Some times ago we completed a migration from an ESX VM Security Management Server R77.30 to an R80.10 Appliance Smart-1 3150 with 264GB RAM to manage more than 250 Gateway in our environment, ranging from 1100 to 15600 appliances.
Before the Migration, as we asked Check Point for an advice regarding our environment, we were told that, if we were satified with our configuration and our main need was just to have concurrent Administrator,
we did not need to move to a Multi-Domain implementation, since that feature was already supported in R80.10.
After moving to the new R80.10 Appliance Smart-1 3150, we begun having memory issues, with the the FWM process increasing day by day till 4GB, and than crashing once to twice a week and creating a core dump.

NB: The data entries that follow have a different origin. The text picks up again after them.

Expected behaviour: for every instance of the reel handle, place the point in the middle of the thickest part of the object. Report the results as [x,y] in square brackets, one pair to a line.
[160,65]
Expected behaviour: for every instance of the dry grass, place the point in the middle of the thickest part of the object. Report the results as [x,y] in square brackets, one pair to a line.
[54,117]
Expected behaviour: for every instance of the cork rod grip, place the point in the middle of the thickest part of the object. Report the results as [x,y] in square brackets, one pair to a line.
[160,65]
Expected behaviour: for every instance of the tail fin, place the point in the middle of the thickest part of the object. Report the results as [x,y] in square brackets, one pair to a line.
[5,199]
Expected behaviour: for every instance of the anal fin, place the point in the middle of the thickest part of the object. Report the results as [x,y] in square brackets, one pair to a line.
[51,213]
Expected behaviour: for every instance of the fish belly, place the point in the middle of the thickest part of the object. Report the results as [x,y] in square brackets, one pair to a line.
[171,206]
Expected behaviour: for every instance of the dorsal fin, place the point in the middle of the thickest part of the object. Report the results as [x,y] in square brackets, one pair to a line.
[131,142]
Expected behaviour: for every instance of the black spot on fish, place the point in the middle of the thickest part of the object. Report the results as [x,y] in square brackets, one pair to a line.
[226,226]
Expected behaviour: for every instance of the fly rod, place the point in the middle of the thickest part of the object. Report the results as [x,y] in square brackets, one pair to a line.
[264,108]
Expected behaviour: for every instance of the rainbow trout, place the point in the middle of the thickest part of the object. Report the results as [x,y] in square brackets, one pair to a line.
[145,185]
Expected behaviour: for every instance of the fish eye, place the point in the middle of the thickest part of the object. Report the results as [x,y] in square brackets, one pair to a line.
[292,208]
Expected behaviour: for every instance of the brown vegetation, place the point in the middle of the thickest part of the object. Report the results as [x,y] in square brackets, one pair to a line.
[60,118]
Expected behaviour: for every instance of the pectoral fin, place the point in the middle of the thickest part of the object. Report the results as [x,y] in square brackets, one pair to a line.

After opening a Case for this issue, we were provided an hotfix, which actually just slowed down the time till we had anyway the FWM issue and the core dumps were created, not solving the problem.
Furthermore during the case handling we were told that, actually, with our environment of more then 250 GWs, a Multi-Domain implementation should be highly recomended, even if before with R77.30 we did not have that issue, because of the difference in the Operating System. We were in fact aware of the changes between R77.30 and R80.10, and of FWM and JAVA Processes difference.
Now, I'd like to know what is your experience with the maximal number of Gateways and/or Cluster managed by a single Security Management Server, and if you know, if there is a real best practice to advice when a Multi-Domain environment is really needed. I mean that from a performance point of view, since the benefits of MDS from Management and organizational point of view are obvious and pretty clear.
I have here the feeling that on Check Point side, there is a mismatch between "on the field - hands on" experience, for which number of gateway is not a mandatory precondition to go with MDS, and a more or less Official best practice, which would advice to go with MDS already with 50 gateway.